Sur le plan sociétal, les spécialistes de la cohésion sociale s’inquiètent des effets potentiels d’une telle mesure. Les études sociologiques montrent que les politiques perçues comme stigmatisantes renforcent le sentiment d’exclusion et peuvent alimenter les processus de radicalisation qu’elles prétendent combattre.

Les réactions du monde politique et associatif

La position de Latifa Ibn Ziaten fait écho à celle de nombreuses personnalités politiques de gauche et du centre, qui défendent une conception libérale de la laïcité. Ces voix rappellent que la laïcité vise à garantir la neutralité de l’État et la liberté de conscience de tous, non à imposer une sécularisation de la société.

Les organisations musulmanes de France ont également manifesté leur opposition à cette proposition, y voyant une mesure qui viserait spécifiquement leur communauté. Elles soulignent que la grande majorité des femmes qui portent le hijab le font par choix personnel et que leur interdire cette pratique constituerait une atteinte à leur liberté individuelle.
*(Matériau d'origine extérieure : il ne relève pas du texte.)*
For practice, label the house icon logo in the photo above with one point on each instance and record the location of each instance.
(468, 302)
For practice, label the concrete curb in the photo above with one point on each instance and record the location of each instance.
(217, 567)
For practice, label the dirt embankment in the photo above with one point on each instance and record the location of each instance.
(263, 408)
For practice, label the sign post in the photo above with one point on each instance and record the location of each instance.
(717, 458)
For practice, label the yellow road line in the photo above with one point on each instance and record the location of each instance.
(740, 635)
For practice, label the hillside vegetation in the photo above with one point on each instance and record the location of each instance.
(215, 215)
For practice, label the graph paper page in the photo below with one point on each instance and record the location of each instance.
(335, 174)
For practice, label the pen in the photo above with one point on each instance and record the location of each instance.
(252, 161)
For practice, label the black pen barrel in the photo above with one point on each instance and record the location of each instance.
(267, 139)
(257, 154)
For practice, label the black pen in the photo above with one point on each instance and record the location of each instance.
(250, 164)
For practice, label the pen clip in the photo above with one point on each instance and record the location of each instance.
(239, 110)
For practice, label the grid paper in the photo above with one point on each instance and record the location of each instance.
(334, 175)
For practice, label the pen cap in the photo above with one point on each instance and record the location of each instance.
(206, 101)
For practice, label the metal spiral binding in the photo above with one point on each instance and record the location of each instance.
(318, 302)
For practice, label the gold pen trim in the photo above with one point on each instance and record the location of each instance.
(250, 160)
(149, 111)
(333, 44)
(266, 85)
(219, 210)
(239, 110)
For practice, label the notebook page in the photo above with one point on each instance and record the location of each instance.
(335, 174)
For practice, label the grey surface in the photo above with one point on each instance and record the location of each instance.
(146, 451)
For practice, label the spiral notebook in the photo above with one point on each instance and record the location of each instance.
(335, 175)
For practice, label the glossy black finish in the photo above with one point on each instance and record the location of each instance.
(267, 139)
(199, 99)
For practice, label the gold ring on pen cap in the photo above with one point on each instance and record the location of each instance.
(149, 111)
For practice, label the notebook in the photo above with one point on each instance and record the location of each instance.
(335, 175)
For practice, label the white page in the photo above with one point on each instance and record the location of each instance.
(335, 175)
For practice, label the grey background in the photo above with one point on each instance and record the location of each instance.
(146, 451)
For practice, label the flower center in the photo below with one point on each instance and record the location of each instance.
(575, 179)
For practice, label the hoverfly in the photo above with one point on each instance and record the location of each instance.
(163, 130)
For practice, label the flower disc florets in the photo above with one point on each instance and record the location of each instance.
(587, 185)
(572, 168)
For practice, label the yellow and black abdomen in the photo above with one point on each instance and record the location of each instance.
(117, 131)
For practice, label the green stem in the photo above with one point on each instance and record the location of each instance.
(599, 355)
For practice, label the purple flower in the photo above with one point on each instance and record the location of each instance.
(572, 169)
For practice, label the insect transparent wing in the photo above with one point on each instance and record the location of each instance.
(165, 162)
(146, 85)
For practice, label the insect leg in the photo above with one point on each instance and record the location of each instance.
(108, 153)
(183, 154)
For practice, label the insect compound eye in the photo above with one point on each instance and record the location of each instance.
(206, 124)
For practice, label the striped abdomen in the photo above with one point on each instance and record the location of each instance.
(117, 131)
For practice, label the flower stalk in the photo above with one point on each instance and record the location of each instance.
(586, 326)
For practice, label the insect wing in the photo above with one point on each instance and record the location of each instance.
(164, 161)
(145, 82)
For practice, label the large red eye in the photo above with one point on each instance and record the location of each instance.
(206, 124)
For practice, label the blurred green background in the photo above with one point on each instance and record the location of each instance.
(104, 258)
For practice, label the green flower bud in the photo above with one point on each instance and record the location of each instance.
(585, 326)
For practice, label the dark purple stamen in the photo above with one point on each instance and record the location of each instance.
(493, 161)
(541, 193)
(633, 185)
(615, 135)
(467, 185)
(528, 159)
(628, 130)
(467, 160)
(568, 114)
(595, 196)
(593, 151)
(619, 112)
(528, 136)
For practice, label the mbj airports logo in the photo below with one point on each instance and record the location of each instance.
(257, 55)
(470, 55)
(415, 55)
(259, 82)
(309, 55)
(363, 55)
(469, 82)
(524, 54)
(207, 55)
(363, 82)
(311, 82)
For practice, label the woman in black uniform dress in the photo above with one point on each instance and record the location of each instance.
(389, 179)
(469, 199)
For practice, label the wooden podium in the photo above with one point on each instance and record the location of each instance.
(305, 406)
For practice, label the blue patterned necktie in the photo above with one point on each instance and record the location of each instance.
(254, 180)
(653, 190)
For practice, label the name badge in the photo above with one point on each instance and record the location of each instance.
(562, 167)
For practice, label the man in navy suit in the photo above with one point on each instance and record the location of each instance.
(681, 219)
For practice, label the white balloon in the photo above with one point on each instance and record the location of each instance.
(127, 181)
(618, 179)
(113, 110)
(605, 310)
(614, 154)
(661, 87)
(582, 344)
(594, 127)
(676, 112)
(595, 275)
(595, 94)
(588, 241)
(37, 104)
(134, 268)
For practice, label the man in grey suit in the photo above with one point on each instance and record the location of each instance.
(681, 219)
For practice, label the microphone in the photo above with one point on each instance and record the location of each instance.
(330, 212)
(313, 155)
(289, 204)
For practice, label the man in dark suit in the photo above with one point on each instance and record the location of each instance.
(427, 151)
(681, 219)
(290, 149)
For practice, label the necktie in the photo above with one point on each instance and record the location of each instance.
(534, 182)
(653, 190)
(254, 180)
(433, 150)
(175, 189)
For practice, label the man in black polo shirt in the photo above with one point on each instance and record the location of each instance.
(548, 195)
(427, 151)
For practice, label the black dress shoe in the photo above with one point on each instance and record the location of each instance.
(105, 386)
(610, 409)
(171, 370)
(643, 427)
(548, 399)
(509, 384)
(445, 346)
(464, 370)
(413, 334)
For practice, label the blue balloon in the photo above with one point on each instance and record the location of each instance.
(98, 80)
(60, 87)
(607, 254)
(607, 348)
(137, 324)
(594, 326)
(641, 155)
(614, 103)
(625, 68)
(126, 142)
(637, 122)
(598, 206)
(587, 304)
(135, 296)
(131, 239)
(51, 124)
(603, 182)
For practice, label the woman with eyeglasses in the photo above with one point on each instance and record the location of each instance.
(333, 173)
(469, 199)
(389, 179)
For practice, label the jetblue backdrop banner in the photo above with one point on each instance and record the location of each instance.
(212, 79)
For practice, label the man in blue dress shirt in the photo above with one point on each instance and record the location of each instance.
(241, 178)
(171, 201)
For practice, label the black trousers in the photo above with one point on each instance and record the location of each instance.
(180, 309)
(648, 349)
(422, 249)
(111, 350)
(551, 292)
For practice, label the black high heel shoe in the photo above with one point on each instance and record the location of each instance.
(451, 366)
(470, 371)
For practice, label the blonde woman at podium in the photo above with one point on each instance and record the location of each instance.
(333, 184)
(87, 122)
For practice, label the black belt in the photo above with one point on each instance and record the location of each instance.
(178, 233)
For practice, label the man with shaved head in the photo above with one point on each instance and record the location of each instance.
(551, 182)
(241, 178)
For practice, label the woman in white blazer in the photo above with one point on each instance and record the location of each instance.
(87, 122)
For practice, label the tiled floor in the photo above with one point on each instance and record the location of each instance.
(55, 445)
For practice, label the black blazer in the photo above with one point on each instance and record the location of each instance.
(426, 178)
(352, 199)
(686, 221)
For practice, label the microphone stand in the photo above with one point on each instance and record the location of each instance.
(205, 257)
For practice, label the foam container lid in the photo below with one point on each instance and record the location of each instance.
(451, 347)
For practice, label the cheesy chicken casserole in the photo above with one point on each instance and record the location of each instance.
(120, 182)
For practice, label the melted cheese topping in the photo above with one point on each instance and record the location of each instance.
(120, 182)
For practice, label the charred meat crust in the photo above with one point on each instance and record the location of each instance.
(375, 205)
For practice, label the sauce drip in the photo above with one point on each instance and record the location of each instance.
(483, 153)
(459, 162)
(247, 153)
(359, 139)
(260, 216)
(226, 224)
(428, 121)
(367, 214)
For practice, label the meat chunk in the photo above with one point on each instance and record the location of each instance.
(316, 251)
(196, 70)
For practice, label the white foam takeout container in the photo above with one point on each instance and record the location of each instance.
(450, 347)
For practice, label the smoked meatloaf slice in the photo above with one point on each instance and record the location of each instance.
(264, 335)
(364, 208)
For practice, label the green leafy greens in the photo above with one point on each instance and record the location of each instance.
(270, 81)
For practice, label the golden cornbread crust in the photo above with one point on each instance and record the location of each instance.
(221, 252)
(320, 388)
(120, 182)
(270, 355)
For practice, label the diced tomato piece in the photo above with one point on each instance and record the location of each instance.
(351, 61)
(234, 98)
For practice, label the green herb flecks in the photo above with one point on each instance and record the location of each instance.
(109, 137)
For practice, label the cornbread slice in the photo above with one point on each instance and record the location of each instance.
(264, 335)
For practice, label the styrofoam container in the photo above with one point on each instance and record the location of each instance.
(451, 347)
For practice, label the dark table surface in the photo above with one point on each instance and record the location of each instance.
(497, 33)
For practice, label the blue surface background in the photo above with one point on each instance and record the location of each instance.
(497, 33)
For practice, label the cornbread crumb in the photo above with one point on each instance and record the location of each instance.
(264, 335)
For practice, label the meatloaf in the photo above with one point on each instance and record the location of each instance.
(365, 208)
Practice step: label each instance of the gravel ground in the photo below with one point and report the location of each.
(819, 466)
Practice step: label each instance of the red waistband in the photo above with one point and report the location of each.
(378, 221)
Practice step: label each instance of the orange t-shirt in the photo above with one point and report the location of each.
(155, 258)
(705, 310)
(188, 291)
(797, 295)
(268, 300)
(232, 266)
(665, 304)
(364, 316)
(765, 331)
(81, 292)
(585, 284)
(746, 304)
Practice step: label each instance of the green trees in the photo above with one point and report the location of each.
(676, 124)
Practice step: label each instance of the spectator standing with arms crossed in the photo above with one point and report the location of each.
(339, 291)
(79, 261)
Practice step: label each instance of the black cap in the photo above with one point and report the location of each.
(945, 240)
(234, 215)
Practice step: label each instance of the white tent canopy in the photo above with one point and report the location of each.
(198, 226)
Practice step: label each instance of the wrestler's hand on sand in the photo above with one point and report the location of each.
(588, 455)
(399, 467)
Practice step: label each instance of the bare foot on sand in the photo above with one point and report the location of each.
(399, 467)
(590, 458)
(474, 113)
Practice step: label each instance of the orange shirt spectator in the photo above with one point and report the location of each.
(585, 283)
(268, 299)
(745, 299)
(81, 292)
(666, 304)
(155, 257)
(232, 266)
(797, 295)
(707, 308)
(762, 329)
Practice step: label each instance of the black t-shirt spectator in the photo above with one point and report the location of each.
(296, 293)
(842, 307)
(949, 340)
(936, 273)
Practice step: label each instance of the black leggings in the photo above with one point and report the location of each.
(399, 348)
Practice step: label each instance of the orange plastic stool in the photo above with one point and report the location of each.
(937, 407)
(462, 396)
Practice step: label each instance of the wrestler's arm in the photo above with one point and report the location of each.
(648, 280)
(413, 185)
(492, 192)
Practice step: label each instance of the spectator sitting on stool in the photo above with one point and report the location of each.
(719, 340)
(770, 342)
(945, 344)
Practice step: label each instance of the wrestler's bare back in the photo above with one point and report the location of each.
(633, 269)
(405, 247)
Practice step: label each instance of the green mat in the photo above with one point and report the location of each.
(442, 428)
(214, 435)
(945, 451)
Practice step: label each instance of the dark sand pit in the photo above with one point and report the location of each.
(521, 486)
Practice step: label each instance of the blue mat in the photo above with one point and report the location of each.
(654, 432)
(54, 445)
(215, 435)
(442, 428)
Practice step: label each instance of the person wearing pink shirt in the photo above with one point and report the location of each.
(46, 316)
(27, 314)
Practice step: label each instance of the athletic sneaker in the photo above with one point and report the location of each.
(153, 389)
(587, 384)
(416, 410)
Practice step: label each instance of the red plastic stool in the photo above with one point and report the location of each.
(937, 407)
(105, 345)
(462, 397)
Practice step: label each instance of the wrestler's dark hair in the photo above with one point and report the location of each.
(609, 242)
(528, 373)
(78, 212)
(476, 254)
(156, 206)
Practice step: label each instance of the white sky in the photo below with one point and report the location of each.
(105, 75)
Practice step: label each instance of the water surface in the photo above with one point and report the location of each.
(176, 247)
Du côté des partisans d’une laïcité plus stricte, certains défendent l’idée que l’espace public devrait être préservé de toute manifestation religieuse visible. Ce courant, minoritaire mais actif dans le débat français, considère que la visibilité croissante des pratiques religieuses constitue un recul du modèle républicain d’intégration.

Un débat qui interroge le modèle français

La controverse autour du port du hijab révèle les tensions qui traversent la société française sur la question de la place de la religion dans l’espace public. Elle met en lumière deux conceptions concurrentes de la laïcité : l’une, libérale, qui protège la liberté de manifester ses convictions ; l’autre, plus restrictive, qui privilégie la discrétion religieuse.

L’intervention de Latifa Ibn Ziaten dans ce débat rappelle que les questions de cohésion sociale ne peuvent être réglées uniquement par des mesures législatives. Son approche, fondée sur le dialogue et la rencontre, propose une alternative aux logiques d’interdiction et de stigmatisation.

La question reste ouverte de savoir comment concilier les principes républicains, la protection des libertés individuelles et les préoccupations sécuritaires dans une société marquée par la diversité croissante des convictions et des pratiques religieuses. Le débat se poursuivra dans les mois à venir, notamment à l’approche des prochaines échéances électorales.